Die vielleicht zum x-ten Mal aufgewärmte Geschichte Kirk gegen den Computer hat sich dabei nicht so störend in den Vordergrund gedrängt, weil sie hier eher die Entwicklung der Personen transportiert.
James T. Kirk macht seinen Job als Admiral und darf zur Abwechslung mal wieder seinen Schreibtisch verlassen. Nach wie vor befindet er sich mit Großadmiral Nogura im Clinch um seine Bestimmung.
Vielleicht als ein Versuch der Beschwichtigung soll Kirk als offizieller Beobachter an einer Simulation teilnehmen,die ein voll automatisiertes Superraumschiff testen soll.Dieses Szenario, zu dem auch Beobachter aus gegnerischen Lagern geladen sind, entwickelt sich zu einer Katastrophe, die den interstellaren Frieden gefährdet.
Der gigantische Raumer, der unsprünglich für Rettungseinsätze konzipiert war,entwickelt fatales Eigenleben und wird zur Bedrohung. Einzig der durchgeknallte Wissenschaftler Myron Shulman hat noch Kontrolle über seine Schöpfung.

Vorsicht, Spoiler!
McCoy ist nach zwei Jahren Tätigkeit in der Forschung ebenfalls als wissenschaftlicher Beobachter bei der Simulation zugegen. Seinen Freund Jim Kirk hat er genauso lange nicht mehr gesehen. Hier lässt Dillard den Doktor endlich sein volles Potenzial ausspielen und ihn sehr kompetent und besonnen agieren.

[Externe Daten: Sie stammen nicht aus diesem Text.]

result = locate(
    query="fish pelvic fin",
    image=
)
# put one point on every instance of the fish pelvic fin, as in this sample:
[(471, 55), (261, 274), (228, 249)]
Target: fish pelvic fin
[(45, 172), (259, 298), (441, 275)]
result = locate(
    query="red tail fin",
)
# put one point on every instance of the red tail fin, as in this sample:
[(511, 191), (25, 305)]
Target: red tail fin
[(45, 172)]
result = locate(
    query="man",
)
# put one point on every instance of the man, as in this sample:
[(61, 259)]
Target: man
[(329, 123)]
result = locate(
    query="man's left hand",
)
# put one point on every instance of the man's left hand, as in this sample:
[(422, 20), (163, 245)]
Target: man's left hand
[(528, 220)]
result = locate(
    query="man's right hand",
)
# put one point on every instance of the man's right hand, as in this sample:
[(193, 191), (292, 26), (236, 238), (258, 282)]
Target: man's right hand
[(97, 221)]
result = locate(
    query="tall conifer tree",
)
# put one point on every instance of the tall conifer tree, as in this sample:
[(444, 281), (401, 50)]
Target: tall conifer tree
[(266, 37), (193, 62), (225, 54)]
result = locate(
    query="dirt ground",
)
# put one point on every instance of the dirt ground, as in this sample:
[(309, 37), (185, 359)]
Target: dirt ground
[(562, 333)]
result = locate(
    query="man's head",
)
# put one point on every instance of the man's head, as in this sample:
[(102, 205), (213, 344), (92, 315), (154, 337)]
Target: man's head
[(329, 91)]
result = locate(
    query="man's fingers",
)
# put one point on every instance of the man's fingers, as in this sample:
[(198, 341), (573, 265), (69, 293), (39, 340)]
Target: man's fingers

Spock hat sich zurückgezogen und ist Kolinahr- Adept.So sehr er sich dagegen wehrt, fühlt er doch die schwache telepathische Verbindung zu seinen beiden Freunden und hat die ganze Zeit über den Eindruck, sie schwebten in Gefahr.Sein Kampf bezieht sich auf diese "unvulkanischen" Anwandlungen.
Das Besondere an dieser Geschichte ist, dass alle drei Charaktere getrennt agieren und sich anscheinend damit abgefunden haben,sich nicht wieder zu begegnen.Trotzdem macht Dillard sehr schön die Verbindung zwischen ihnen deutlich.
Spoilerende

"Sabotage" ist als jüngster von Dillards Classic- Romanen der Ausgereifteste.Es wirkt am Meisten wie aus einem Guss.Alle Handlungsebenen sind gut aufeinander abgestimmt und bilden ein sehr spannendes Szenario ohne Längen und Ungereimtheiten.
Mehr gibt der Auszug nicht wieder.